NASA's alien-hunting telescope once again enters sleep mode, scientists clueless


Kepler Space Telescope, NASA's promising alien hunter has suffered another unexpected malfunction, and it is now in its no fuel use sleep mode. In a statement, published on October 23 NASA has confirmed the malfunction of the Kepler telescope.

"Following a successful return of data from the last observation campaign, the Kepler team commanded the spacecraft into position to begin collecting data for its next campaign. On Friday, October 19, during a regularly scheduled spacecraft contact using NASA's Deep Space Network, the team learned that the spacecraft had transitioned to its no-fuel-use sleep mode. The Kepler team is currently assessing the cause and evaluating possible next steps," wrote NASA.

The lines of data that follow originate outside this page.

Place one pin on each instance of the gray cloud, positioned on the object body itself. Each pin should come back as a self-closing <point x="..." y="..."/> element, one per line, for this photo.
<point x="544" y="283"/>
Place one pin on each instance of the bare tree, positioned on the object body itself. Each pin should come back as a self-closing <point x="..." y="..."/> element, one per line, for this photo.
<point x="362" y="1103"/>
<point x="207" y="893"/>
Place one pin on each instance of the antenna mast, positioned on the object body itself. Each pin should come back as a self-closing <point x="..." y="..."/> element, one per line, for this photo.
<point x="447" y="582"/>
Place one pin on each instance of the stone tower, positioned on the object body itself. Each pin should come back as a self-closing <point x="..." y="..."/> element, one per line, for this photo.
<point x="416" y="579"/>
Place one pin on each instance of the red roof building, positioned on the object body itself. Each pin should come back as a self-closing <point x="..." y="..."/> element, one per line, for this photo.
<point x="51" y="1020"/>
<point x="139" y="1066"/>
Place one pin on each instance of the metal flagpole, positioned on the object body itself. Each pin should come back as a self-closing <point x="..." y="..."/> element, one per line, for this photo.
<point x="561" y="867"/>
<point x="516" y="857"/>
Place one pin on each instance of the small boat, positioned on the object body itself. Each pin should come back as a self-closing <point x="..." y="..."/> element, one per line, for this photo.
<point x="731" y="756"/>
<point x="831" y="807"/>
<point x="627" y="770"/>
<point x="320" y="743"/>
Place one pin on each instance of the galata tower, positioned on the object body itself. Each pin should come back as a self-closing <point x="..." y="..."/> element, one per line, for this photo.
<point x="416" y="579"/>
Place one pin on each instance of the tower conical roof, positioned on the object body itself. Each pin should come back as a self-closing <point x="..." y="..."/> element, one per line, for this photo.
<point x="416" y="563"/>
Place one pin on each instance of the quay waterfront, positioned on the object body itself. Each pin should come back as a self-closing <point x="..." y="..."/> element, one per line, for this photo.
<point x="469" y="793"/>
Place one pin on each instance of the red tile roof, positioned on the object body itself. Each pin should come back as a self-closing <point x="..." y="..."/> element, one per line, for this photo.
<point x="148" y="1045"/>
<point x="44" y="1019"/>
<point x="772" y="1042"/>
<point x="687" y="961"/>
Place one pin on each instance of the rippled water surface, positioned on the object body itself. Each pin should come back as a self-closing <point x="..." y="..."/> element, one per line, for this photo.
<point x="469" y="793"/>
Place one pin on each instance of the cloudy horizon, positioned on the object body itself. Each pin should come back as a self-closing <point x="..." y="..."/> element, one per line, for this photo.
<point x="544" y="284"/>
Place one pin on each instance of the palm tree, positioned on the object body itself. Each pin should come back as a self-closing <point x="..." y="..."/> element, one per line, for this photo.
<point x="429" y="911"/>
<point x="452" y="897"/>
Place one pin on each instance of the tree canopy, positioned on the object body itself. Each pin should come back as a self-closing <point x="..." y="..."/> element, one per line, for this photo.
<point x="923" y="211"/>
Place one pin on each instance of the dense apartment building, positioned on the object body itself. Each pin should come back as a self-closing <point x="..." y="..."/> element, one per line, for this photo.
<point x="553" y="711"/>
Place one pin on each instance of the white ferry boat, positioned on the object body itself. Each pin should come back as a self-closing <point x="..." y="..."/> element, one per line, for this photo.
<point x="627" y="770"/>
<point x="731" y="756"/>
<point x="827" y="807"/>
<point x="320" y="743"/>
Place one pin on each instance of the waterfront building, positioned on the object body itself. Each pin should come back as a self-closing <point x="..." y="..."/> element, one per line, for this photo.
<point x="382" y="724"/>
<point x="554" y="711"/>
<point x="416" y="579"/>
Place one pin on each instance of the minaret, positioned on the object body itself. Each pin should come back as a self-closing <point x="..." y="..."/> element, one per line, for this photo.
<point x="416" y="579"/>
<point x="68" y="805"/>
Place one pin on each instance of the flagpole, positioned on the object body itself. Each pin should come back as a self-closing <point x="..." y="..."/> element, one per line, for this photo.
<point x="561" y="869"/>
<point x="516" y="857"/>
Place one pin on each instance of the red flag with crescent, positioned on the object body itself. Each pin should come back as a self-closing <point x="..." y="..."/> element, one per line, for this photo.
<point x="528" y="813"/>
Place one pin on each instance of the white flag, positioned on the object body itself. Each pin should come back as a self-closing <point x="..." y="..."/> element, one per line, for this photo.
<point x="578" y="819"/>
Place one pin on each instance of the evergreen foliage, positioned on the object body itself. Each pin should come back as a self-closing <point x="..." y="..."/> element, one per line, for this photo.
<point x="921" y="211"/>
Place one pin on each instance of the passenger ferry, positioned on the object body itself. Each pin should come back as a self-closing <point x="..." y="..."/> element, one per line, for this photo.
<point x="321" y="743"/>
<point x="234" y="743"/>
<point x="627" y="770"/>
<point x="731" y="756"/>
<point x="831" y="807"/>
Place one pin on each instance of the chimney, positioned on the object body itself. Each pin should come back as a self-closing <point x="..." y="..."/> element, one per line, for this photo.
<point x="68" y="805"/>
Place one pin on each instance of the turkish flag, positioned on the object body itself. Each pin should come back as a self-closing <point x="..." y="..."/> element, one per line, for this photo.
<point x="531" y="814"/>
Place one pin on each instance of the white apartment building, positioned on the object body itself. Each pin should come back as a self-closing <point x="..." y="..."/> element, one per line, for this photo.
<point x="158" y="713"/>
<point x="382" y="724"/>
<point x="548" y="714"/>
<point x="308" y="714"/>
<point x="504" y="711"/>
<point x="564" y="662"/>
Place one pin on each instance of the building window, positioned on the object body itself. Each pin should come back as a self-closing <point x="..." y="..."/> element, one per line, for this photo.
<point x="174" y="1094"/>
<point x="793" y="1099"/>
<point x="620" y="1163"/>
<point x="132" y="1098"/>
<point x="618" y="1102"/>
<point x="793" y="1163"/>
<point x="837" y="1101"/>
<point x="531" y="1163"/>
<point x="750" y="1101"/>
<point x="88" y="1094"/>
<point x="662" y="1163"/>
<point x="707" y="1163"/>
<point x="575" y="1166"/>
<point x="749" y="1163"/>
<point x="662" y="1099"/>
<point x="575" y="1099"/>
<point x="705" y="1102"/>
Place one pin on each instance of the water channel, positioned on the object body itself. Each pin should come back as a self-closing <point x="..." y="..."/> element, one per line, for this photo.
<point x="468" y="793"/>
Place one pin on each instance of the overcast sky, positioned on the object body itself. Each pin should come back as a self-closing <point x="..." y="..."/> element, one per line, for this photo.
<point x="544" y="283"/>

It should be noted that the Kepler Telescope had downloaded campaign 19 data back to the earth on October 15.

As Kepler telescope successfully downloaded campaign 19 data back to the earth, NASA revealed that the status of the alien hunter is being completely analyzed since the space agency woke it up on October 11.

Earlier, on August, following an unusual behavior of a thruster, NASA revealed that there are several uncertainties surrounding the amount of fuel in the telescope. Even though Kepler has faced several setbacks and sufferings during its deep space alien hunting, this telescope has been a success for NASA, as it helped the space agency to confirm more than 2650 planets.

While launching Kepler telescope on March 07, 2009, NASA estimated that it could be operational for only one year in space. However, it successfully operated for nine years, and in this glorious career, Kepler made some milestone achievements including the discovery of Wolf 503b, an exoplanet which is twice the size of the earth.

On April 18, 2018, NASA launched the Transiting Exoplanet Survey Satellite (TESS) which will replace Kepler in upcoming alien hunting missions. In last September, TESS spotted HD 39091, an alien planet located 59.5 light years from the earth.